Aboriginal people in Australia have a rich astronomical tradition such as the "Emu in the Sky" constellation of dark clouds, and stories about the Sun, Moon, and stars, revealing a great depth and complexity of ancient Aboriginal cultures. Not only did they know the sky intimately, but they were familiar with planetary motions, tides, and eclipses. Their songs and stories show that Aboriginal Australians sought to understand their Universe in a similar way to modern science. They used this knowledge of the sky to construct calendars, songlines, and other navigational tools, enabling them to navigate across the country, trading artefacts and sacred stories.

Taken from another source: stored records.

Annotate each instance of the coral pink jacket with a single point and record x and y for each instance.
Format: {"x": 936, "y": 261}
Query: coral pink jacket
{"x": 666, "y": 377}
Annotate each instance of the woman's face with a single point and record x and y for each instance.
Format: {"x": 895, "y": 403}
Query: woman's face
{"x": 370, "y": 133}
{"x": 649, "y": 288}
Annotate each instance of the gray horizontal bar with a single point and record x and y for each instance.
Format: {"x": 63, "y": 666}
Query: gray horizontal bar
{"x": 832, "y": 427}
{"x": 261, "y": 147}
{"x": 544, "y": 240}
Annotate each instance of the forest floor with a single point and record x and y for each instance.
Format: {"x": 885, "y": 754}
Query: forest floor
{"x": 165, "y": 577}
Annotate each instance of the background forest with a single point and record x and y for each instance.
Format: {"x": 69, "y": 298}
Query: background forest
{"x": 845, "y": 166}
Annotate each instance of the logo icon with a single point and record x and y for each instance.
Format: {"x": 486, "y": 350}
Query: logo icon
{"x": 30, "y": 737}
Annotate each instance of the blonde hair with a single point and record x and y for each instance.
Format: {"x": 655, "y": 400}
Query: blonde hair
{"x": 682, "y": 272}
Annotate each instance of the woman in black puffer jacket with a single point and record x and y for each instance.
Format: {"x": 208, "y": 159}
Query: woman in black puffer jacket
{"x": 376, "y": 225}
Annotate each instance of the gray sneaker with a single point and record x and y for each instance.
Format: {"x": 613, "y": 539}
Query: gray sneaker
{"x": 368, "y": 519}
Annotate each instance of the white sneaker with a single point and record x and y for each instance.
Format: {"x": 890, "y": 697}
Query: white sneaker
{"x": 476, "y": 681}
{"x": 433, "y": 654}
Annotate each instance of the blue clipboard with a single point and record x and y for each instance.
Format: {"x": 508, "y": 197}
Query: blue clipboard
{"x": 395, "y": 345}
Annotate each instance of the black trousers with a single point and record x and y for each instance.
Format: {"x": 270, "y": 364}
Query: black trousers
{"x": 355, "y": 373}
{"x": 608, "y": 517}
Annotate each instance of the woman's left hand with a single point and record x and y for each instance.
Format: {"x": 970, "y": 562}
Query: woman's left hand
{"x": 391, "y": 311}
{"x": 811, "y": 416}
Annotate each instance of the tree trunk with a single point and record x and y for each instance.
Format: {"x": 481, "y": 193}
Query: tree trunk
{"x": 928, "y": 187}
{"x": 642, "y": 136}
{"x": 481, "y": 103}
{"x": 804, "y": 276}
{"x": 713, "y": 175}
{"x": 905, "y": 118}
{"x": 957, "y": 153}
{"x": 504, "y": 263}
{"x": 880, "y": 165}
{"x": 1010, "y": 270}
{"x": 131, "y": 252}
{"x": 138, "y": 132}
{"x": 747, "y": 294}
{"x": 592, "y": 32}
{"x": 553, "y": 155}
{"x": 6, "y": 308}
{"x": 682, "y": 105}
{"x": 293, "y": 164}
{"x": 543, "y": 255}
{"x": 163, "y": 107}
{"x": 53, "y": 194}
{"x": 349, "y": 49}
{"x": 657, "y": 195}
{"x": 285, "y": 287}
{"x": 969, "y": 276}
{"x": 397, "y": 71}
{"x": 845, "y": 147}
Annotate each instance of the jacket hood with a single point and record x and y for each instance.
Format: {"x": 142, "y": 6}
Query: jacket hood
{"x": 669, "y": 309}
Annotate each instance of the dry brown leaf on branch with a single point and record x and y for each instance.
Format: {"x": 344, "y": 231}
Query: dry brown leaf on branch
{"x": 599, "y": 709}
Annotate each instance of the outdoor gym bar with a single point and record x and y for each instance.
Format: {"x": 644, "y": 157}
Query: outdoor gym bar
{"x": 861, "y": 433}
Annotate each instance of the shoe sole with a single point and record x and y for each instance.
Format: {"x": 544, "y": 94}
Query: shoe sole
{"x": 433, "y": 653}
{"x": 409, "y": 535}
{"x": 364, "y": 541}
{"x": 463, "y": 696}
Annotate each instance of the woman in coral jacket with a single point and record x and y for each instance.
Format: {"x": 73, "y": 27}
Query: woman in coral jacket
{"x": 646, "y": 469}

Professor Ray Norris is an astrophysicist at CSIRO and Western Sydney University, and is also known as a popular science speaker. His professional life revolves around the question of figuring out how the Universe evolved from the Big Bang to the galaxies, planets, and people that we see around us today. To achieve this, he leads the international "Evolutionary Map of the Universe" team who use state-of-art radio telescopes and innovative "big data" techniques to sequence galaxies from the Big Bang to the present day, and answer questions like "why do most galaxies have a black hole in their centre, and how does it affect the galaxy's life-cycle?". As well as his mainstream astrophysical research, he is also well-known for his ground-breaking research on the astronomy of Australian Aboriginal people. In this research, he particularly focuses on the question of how traditional Aboriginal Australians used their knowledge of the sky for practical and ceremonial purposes, and their development of an "ethno-scientific" view of how the Universe works.
Stargazing with the audience will follow the lecture outside the Cultural Centre in Kambri.